Q&A: The Fundamentals of Data Quality (Part 2 of 2)
In this Q&A, the authors of O'Reilly's first-ever book on data quality answer questions about how data teams are architecting systems for reliability and trustworthiness.
- By Barr Moses, Lior Gavish, Molly Vorwerck
- January 12, 2022
As the amount of data companies rely on to do business grows exponentially, the consequences of poor data quality grow proportionally. In this TDWI Q&A, Barr Moses, Lior Gavish, and Molly Vorwerck -- authors of O'Reilly's The Fundamentals of Data Quality: How to Build More Trustworthy Data Pipelines and members of the founding team at data reliability company, Monte Carlo -- talk to us about data quality and observability. (Read Part 1 of the conversation here.)
Upside: What are some of the biggest factors contributing to broken data pipelines and unreliable data?
Lior Gavish: In theory, finding the root cause of data quality issues sounds as easy as running a few SQL queries to segment the data, but in practice this process can be quite challenging. Incidents can manifest in non-obvious ways across an entire pipeline and impact multiple, sometimes hundreds, of tables.
In our experience, we've found that data pipelines break for three key reasons: changes in your data, changes in your code, and changes in your operational environment.
An unexpected change in the data feeding into the job, pipeline, or system often manifests in broken reports and dashboards that aren't discovered until days or even weeks later. To understand what's broken, you will need to find the most upstream nodes of your system that exhibit the issue -- that's where things started and that's where the answer lies.

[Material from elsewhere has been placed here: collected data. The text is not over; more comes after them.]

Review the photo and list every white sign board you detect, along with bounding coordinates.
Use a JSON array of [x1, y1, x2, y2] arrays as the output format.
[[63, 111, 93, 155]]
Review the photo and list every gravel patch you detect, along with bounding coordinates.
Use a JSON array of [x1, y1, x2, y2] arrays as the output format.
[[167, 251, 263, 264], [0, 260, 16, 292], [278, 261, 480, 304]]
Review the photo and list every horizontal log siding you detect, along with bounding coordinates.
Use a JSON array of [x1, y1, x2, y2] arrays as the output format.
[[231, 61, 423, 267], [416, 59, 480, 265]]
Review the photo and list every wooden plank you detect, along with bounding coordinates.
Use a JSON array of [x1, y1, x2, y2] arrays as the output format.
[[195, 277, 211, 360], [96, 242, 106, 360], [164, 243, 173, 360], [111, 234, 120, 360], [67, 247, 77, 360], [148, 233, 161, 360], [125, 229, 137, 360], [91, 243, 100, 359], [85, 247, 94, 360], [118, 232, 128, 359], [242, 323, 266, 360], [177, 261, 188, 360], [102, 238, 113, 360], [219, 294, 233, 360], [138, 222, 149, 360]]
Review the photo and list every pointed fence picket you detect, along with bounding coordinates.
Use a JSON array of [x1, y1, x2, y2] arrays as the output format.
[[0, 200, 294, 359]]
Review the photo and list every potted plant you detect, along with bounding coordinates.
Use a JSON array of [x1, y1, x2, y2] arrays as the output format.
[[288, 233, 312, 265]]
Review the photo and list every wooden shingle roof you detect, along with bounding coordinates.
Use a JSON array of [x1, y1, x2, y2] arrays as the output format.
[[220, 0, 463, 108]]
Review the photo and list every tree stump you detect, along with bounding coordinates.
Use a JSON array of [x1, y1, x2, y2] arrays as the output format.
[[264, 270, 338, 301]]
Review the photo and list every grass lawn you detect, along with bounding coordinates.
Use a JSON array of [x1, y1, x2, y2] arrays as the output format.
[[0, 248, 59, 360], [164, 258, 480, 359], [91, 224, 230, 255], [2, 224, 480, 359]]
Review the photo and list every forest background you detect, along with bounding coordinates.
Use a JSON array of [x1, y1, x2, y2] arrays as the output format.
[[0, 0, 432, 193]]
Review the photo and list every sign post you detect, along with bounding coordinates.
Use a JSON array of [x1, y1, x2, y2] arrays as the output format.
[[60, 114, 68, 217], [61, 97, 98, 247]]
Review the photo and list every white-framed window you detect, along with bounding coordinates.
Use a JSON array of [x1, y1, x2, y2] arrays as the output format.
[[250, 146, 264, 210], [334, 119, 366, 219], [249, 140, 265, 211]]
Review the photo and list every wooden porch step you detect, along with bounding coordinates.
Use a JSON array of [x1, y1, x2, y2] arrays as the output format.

- Is the data wrong for all records? For some records?
- Is the data wrong for a particular time period?
- Is the data wrong for a particular subset or segment of the data, e.g., only your Android users or only orders from France?
- Are there new segments of the data that your code may not account for yet or missing segments that your code relies on?
- Has the schema changed recently in a way that might explain the problem?
- Have your numbers changed from dollars to cents? Your timestamps from PST to EST?
A change in the logic (ETL, SQL, Spark jobs, etc.) transforming the data is a primary cause of data quality issues. A peek into the logic that created the table, or even the particular field or fields that are impacting the incident, will help you come up with plausible hypotheses about what's wrong.
- What code most recently updated the table and when?
- How are the relevant fields calculated? What could possibly have created the problem data given this logic?
- Have there been any recent changes to the logic, potentially introducing an issue?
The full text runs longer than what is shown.